So, I guess what I'm saying is that I like the personalities, but for the most part, the music never got a good hold on me. Except Manson, as both sides of the coin totally disgust me.
Now there's Dommin, a young bunch of goths hoping to put heir stamp on the genre with their debut cd, Love Is Gone. Upon first listen, I could tell a lot of influences right off the bat. Type O, H.I.M., but especially The Doors. In fact, track #6, "Dark Holiday", is a total homage to The Doors style, right down to the keyboard playing. Lead singer and main songwriter Kristofer Dommin knows his craft well, and can hum with the best of the goth crowd.

One thing struck me pretty strong as I listened to the whole thing is, "Wow, these songs sound a lot alike." And yes, there is a lot of similar riffing going on in each song. It tends to make the album as a whole a bit repetitive sounding. Also, some of the keyboard work could use some retooling. A few songs had a very tingy
key sound in the background that overpowered the rest of the playing. It made me wish I was the producer so I could turn down the levels on that thing. However, when the effects are atmospheric, it ends up blending so much better with the rest of the song.

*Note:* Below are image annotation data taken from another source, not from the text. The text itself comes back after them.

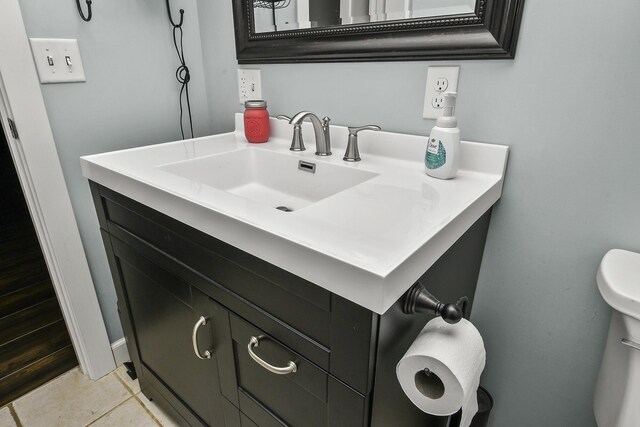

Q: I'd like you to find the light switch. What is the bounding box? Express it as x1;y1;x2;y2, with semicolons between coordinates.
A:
29;38;87;83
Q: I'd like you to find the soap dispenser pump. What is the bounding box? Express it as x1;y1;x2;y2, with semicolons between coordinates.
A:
424;92;460;179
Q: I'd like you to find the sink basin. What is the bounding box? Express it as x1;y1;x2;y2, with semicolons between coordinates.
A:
158;147;378;212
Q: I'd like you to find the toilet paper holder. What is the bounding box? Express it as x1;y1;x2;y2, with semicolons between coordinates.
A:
402;281;469;324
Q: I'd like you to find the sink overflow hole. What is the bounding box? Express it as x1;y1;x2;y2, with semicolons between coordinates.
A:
298;160;316;173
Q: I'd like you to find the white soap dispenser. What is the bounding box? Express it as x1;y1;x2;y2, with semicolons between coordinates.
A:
424;92;460;179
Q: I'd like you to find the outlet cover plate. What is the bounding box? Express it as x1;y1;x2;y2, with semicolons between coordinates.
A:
238;68;262;104
29;38;87;83
422;65;460;119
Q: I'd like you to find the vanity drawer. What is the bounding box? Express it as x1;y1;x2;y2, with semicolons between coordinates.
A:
221;313;366;427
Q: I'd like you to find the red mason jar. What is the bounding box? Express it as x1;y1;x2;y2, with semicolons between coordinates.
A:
244;99;269;143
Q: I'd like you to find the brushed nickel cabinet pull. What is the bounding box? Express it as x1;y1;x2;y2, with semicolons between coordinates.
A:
247;337;298;375
191;316;211;360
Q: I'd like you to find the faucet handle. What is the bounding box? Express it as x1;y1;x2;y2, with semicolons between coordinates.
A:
342;125;382;162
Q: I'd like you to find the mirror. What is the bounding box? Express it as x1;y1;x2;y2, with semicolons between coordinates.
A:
252;0;476;33
233;0;524;64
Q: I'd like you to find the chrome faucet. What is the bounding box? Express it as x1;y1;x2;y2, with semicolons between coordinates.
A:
276;114;306;151
342;125;382;162
289;111;331;156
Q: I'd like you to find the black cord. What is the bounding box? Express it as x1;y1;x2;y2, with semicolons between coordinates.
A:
76;0;92;22
167;0;194;139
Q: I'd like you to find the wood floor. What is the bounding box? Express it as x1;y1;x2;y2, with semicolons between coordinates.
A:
0;129;77;407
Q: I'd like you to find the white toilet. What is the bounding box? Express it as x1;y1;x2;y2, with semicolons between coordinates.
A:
593;249;640;427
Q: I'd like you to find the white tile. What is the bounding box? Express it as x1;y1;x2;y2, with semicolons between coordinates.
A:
90;397;158;427
13;368;131;427
0;406;16;427
116;365;140;394
136;393;179;427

The final word is that Dommin has a lot of potential, but are stuck in the pattern of writing the same riff several times over. There's the possibility for a great second record with good production and matured song writing, so I can consider their first outing a stepping stone and a learning experience. I'll giving it a final ranking of "Meh"-core, but I will be giving their next record a spin to see if they have learned from their past.